No one says it more succinctly and to the point than Mark Simpson:
Code coverage tells you what you definitely haven't tested, not what you have.
An Illustrative Example
I spent some time writing a reply to a feature request that Istanbul (a Javascript test coverage tool) "Change definition of coverage to require more than 1 hit" per line. No one will ever see it there 🤣, so I thought it might be useful to reuse the gist of it here:
A coverage tool CANNOT prove that your code is tested adequately. All it can do is tell you that you provided some kind of coverage for every line of code in your codebase, but even then it doesn't prove the coverage means anything, because a test might execute a line of code without making any assertions on its results. Only you as a developer can decide the actual semantically unique input variations and boundary conditions that need to be covered by tests and ensure that the test logic does in fact make the right assertions.

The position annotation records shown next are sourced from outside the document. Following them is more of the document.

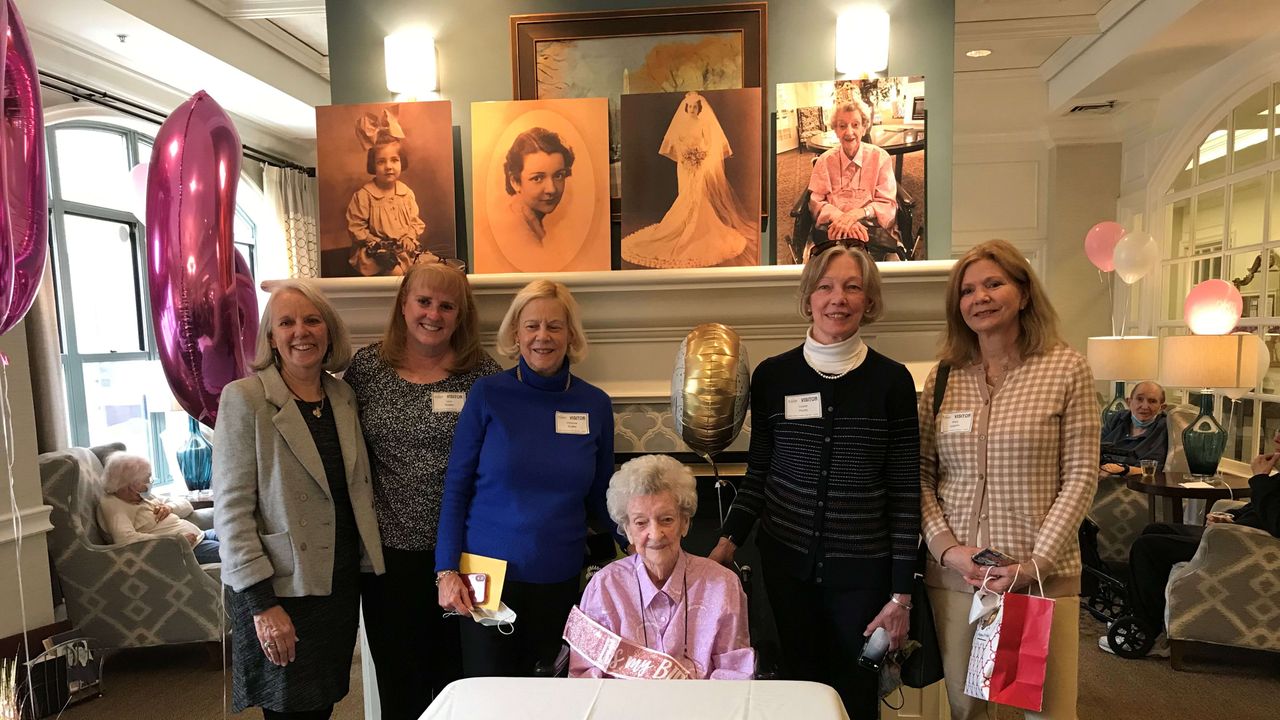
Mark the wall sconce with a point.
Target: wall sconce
(410, 59)
(862, 41)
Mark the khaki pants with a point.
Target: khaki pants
(955, 639)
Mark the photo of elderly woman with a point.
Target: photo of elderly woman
(850, 165)
(709, 215)
(385, 177)
(540, 186)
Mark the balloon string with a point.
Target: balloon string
(7, 434)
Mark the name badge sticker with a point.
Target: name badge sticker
(803, 406)
(956, 422)
(572, 423)
(448, 401)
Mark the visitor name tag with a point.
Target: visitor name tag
(803, 406)
(448, 401)
(956, 422)
(572, 423)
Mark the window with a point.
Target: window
(115, 387)
(1221, 219)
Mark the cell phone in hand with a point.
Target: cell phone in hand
(992, 557)
(479, 586)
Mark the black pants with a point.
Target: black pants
(304, 715)
(416, 650)
(540, 615)
(1151, 559)
(821, 633)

For example, say you have the following Javascript function. A single test that asserts an input of (1, 1) returns 1 would give you 100% line coverage. What does that prove?
function max(a, b) {
return a > b ? a : b
}
Putting aside for a moment the semantically poor coverage of this test, the 100% line coverage is rather misleading too, as it doesn't provide 100% branch coverage. That's easily seen by splitting the branches onto different lines and rerunning the line coverage report:
function max(a, b) {
if (a > b) {
return a
} else {
return b
}
}
or even
function max(a, b) {
return a > b ?
a :
b
}
What this tells us is that the "coverage" metric depends too much on the implementation, whereas ideally testing should be black box. And even then it's a judgement call.
For example, would the following three input cases constitute complete testing of the max function?
(2, 1)
(1, 2)
(1, 1)
You'd get 100% line and 100% branch coverage for the above implementations. But what about non-number inputs? Ok, so you add two more input cases:
(null, 1)
(1, null)
which forces you to update the implementation:
function max(a, b) {
if (typeof a !== 'number' || typeof b !== 'number') {
return undefined
}
return a > b ? a : b
}
Looking good. You have 100% line and branch coverage, and you've covered invalid inputs.
But is that enough? What about negative numbers?
The ideal of 100% blackbox coverage is a fantasy
In my opinion, in this situation, for the simple nature of this function, testing negative number cases is anal overkill. If the situation were different, say the function only existed because we need to implemented some tricky algorithm or optimization, that may or may not work as expected for negative numbers, then I'd add more input cases including negative numbers.
Often times, you only discover corner cases because you have hundreds or thousands of users and only through their using your software in unexpected ways or in conditions and software environments you could not foresee or reproduce even if you could are such rare cases exposed. And often those rare cases are artifacts of the nature of your implementation, not something you'd arrive at from analysis of an idealized abstraction of the buggy code's interfaces.
I think what that shows is the ideal of 100% blackbox coverage is a bit of a fantasy. You would waste a lot of time writing unnecessary tests if you treated everything as an idealized black box. In the example above, I know the implementation uses a simple and reliable non-number check and then uses the native Javascript logic to compare values (a > b), and that it would be silly to do anything more complex. Knowing that, I'm not going to test passing in negative numbers, floats, strings, objects, etc.
At the end of the day, you have to be practical and use good judgement, and that judgement usually cannot ignore knowing something about the nature of what's in the black box, or at least the assumptions made inside the black box.
All this said, I don't have a CS degree 😂. What's the equivalent of IANAL for programmer advice?